How about “A Brother’s Price” and its gender explorations? I’d be interested to hear from people who feel like it challenged gender roles and those who feel it didn’t.

Anyway.

Objections to the longlisting of “Arcana” that I’ve read in the last couple of days include:

1. it’s fanfic and should not be eligible under the bylaws of this award, or any professional sf award
2. it’s not good fanfic of its type
3. it’s not well-written
4. it’s unfinished
5. it is not tiptroid enough. It does not expand or explore gender, but instead re-ifies traditional gender roles.
6. It is illegal because of copyright laws. The author and the award are in some kind of legal danger.
7. It is plagiarism. (I think the people who use this term are particularly unclear on what “plagiarism means. It is not plagiarism.)
8. The Tiptree jury should have more diligently gone through the body of fanfic to find more, and better, examples of tiptroid fic. IN their copious spare time.
9. It was unethical of the jury to longlist this work, because it might embarrass its author
10. The author should have been contacted and asked if it was okay to longlist her unifinished story. (By the award administrators or the jury, or me in particular.)
11. The Tiptree Award bylaws should be rewritten to exclude poor-quality writing. (I would love to see the subcommittee that writes those bylaws…)
12. Liz Henry has done something moronic. We thought she could not go lower than teh Venom Cock, but, sweet pregnant crack-smoking jesus, she has.
13. The Tiptree award is annoying and run by feminist cranks who should not be taken seriously by any rational human being or writer of Quality. They might have once had a shot at legitimacy in the Real World, but now they’ve blown it. How embarrassing!

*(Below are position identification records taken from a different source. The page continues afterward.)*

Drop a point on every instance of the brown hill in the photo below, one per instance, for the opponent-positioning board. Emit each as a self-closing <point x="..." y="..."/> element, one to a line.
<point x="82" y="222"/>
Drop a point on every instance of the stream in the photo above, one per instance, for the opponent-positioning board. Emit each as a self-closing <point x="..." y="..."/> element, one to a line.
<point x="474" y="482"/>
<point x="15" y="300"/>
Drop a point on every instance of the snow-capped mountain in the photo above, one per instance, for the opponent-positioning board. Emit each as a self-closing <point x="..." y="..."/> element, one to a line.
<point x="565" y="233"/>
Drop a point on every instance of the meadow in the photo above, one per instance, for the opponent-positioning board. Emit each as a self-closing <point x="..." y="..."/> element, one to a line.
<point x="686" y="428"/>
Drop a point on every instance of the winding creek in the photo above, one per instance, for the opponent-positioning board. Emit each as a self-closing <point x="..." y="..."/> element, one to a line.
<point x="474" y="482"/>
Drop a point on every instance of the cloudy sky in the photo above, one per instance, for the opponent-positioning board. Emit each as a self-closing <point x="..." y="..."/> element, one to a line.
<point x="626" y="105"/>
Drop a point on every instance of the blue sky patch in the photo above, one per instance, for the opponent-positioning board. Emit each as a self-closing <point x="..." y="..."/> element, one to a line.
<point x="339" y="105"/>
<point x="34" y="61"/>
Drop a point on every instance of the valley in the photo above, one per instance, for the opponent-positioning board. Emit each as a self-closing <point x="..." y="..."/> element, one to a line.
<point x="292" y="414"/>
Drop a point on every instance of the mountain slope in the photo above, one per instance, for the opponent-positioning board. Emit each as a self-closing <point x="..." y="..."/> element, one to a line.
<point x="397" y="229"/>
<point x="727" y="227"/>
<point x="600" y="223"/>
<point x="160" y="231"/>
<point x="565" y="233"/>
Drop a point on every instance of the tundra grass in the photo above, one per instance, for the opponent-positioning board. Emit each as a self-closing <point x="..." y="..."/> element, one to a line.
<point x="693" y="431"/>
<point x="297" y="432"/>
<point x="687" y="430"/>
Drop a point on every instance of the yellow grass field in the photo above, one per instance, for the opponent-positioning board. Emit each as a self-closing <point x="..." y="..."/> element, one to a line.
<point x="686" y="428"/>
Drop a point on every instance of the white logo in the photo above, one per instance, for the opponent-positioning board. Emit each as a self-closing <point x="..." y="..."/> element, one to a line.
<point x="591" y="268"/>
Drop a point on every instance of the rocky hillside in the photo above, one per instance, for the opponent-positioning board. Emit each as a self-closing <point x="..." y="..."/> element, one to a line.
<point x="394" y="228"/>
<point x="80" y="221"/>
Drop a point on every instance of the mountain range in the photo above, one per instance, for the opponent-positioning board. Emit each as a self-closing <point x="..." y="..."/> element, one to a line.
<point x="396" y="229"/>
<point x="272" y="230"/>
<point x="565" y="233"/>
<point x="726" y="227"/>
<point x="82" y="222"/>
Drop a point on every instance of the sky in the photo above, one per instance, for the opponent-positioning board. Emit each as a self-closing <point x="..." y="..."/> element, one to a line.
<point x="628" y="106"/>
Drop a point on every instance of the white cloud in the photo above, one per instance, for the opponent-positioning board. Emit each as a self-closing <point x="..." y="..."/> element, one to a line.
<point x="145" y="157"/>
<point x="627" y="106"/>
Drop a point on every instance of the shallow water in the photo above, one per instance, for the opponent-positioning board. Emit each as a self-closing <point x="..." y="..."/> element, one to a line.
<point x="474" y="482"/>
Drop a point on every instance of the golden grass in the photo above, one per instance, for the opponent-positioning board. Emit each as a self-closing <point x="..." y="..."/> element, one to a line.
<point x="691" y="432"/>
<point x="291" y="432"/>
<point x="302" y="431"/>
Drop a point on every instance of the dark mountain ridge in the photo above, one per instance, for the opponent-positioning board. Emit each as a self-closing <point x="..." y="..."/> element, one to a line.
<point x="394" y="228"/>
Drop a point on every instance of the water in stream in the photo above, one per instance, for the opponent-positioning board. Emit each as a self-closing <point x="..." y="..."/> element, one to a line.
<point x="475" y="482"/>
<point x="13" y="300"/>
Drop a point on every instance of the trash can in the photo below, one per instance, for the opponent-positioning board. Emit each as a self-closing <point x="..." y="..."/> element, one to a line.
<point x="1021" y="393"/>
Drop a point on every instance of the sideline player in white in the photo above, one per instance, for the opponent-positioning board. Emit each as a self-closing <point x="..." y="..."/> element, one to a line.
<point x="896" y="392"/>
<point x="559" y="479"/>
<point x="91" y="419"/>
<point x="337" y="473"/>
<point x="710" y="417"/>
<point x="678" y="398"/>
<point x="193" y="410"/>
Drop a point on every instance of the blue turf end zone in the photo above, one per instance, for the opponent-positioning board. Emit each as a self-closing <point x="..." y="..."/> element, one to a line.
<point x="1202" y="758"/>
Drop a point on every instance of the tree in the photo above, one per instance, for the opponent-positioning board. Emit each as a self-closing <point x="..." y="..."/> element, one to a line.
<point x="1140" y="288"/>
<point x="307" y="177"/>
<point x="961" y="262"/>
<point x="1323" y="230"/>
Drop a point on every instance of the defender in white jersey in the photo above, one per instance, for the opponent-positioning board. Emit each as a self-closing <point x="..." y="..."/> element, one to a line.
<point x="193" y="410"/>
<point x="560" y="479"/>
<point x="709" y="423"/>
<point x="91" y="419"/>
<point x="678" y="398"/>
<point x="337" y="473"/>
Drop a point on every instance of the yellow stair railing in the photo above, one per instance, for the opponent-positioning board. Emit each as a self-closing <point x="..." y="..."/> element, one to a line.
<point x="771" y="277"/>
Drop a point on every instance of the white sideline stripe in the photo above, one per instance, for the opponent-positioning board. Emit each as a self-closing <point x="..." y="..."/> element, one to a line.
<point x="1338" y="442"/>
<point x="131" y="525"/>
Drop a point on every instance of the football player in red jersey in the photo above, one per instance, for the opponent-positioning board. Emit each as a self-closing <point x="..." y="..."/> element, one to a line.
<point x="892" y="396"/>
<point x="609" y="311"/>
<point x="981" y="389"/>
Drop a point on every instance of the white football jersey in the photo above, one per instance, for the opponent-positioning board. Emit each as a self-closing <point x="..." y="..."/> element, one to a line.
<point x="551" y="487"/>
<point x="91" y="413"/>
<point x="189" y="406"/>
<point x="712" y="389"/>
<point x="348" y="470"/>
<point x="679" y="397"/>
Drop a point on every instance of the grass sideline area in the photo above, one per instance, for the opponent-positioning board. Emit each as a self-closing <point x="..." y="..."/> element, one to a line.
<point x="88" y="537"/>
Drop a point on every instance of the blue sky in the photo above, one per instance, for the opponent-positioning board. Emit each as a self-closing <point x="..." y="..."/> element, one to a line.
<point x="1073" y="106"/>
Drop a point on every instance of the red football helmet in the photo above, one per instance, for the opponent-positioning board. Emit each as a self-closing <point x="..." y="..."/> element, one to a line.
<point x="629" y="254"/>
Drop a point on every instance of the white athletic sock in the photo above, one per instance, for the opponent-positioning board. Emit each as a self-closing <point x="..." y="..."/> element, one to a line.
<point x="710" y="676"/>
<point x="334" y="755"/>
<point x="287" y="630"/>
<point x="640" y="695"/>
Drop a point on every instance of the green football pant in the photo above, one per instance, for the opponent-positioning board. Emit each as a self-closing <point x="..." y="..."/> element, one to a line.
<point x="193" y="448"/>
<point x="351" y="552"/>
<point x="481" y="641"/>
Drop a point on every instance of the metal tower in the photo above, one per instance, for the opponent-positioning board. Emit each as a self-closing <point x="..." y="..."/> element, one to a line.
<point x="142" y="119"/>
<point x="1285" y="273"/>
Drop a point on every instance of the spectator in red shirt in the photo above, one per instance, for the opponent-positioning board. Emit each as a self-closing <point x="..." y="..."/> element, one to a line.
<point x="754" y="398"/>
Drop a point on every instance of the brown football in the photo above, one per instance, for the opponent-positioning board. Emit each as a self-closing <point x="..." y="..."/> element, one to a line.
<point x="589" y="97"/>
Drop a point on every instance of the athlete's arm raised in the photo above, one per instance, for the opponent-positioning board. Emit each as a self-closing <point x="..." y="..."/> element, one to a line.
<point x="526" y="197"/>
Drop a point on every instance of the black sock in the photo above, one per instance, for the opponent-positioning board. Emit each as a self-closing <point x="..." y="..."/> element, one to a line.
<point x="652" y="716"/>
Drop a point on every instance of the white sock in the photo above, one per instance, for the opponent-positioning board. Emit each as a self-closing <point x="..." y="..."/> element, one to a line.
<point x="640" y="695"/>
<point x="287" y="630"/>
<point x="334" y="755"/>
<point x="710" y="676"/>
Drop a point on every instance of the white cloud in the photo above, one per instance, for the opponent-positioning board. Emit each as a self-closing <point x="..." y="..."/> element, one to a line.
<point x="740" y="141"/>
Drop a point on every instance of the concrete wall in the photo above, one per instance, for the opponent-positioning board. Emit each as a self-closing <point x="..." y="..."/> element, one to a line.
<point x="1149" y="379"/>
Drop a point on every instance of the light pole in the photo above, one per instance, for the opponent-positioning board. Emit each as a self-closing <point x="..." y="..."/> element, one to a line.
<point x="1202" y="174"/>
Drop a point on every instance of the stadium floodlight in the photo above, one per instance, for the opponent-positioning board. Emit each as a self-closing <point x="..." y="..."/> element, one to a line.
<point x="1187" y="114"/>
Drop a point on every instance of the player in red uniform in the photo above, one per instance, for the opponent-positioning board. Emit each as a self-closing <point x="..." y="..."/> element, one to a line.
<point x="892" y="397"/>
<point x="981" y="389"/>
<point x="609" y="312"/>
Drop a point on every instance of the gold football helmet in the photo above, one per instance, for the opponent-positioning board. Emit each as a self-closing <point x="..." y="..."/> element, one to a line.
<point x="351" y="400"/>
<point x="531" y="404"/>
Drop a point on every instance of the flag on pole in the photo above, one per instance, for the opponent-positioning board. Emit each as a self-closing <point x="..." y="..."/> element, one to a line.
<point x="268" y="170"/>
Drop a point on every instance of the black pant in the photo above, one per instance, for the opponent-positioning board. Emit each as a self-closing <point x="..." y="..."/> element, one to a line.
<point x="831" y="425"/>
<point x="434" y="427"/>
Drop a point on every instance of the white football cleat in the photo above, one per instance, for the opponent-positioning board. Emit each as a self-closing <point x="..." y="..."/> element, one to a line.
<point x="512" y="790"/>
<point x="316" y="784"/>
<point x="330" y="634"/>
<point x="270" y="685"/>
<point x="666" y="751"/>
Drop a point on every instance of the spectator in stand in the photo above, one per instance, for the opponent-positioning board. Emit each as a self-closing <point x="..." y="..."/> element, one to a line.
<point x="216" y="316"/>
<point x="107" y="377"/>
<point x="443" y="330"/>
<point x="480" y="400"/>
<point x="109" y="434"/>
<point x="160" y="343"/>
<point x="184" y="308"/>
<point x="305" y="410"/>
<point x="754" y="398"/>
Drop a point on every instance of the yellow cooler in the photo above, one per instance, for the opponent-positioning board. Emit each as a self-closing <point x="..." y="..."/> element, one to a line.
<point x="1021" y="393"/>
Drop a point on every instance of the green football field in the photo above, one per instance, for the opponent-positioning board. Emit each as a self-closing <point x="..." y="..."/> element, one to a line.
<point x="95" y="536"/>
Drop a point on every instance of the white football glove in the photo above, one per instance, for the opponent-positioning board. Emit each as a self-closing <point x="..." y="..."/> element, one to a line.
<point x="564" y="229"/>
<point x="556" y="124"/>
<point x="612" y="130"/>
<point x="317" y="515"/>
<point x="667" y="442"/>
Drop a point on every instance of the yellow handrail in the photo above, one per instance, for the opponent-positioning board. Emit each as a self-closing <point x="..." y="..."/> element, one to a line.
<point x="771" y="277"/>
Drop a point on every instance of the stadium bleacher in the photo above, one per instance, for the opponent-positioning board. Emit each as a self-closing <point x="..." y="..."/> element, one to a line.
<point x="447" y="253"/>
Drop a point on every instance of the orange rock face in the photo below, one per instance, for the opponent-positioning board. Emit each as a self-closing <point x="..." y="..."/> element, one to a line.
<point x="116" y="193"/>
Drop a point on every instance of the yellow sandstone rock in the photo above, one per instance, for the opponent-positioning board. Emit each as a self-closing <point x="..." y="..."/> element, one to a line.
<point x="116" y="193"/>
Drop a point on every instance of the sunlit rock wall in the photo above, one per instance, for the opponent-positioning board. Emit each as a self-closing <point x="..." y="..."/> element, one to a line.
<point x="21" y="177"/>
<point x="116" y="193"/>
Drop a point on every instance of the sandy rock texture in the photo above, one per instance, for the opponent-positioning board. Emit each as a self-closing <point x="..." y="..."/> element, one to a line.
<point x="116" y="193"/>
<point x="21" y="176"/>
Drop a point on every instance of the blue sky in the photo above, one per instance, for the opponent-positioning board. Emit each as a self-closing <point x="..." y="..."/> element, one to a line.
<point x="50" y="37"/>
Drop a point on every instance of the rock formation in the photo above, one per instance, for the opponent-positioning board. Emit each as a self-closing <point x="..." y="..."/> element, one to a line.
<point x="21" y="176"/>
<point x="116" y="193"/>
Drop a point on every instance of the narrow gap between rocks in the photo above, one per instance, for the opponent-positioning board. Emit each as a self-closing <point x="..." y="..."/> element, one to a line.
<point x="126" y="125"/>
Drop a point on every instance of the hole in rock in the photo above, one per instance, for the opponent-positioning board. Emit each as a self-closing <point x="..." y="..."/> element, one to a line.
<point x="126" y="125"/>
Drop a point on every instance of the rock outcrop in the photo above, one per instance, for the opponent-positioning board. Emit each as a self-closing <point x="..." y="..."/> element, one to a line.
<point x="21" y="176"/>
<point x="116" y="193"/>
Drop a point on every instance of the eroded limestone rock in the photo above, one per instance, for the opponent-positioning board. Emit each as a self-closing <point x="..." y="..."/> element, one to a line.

Pantryslut, a former Tiptree juror, rolling her eyes at the kerfluffle:

1) You’re allowed not to like things on an awards list. 2) The processes of even awards you like and respect are not without flaw or question. 3) I think there is a misunderstanding of the nature and purpose of the long list happening.

Vito-excalibur and commenters continue to wish that the story were a better representative of fanfic in general.

Matociquala’s journal has an extremely lively discussion. In it, the predominant threads are not questioning the value of fanfic in general, but focus on the Tiptree Award’s process of gathering nominations. Cija comments:

I think the inclusion of fanfic, especially dirty, self-indulgent fanfic, in the Tiptree longlist (or shortlist, or the award itself) is a fine fine idea, although judging from the quotes you provide, this one doesn’t seem to be notably dirty or self-indulgent. Too bad.

In particular, I thought it was interesting that there was a perception of the story being the uninformed choice of a well-meaning outsider to the genre of fanfic… or maybe it would be more accurate to say the fanfic communities. (That earnest yet clueless outsider would be me (according to them… a lot of assumptions about how much of an outsider I am). More about this further down in this post.)

Am I an expert on fanfic? No. Have I ever read it? Yes. I’m not strongly part of any fanfic community, but I’ve read it a little here and there. I have even written it, though mostly badfic. I particularly loved the old “pottersues” community and its hilarious snarkiness. Might there be fanfic out there, mpreg fanfic, that everyone would hail with as Tiptroid and literary enough ? Hell yeah… Please nominate it asap!

About legality: I think this is bunk. I don’t think about whether a story is “illegal” or not when I read it. Do people think that if there were censorship laws, that awards should not consider that kind of illegality? So, “free speech” is one thing when it’s about a nation or a government… but another thing that we should respect when it’s a corporation who “owns” an idea? What are people really worried about here? Last time I checked, fanfic writers were not being sued or thrown in jail… nor were they smashing the state or destroying the idea of intellectual property or sucking away the hard-earned dollars of authors starving in garrets… And the existence of the fanfic doesn’t make people not read or watch the original/”owned” stories. At most, they might be sent a cease and desist letter which they could then put up on the Chilling Effects site which is part of some great legal efforts to fight that kind of atmosphere. About plagiarism: hahaha. Give me a break. Then go look up the dictionary definition of “plagiarism”.

Moving on from there.

Then we get into the nitty gritty of what the story does and whether it’s tiptroid or not (which is hard to talk about, since everyone has a different idea of what “expanding and exploring gender” means.)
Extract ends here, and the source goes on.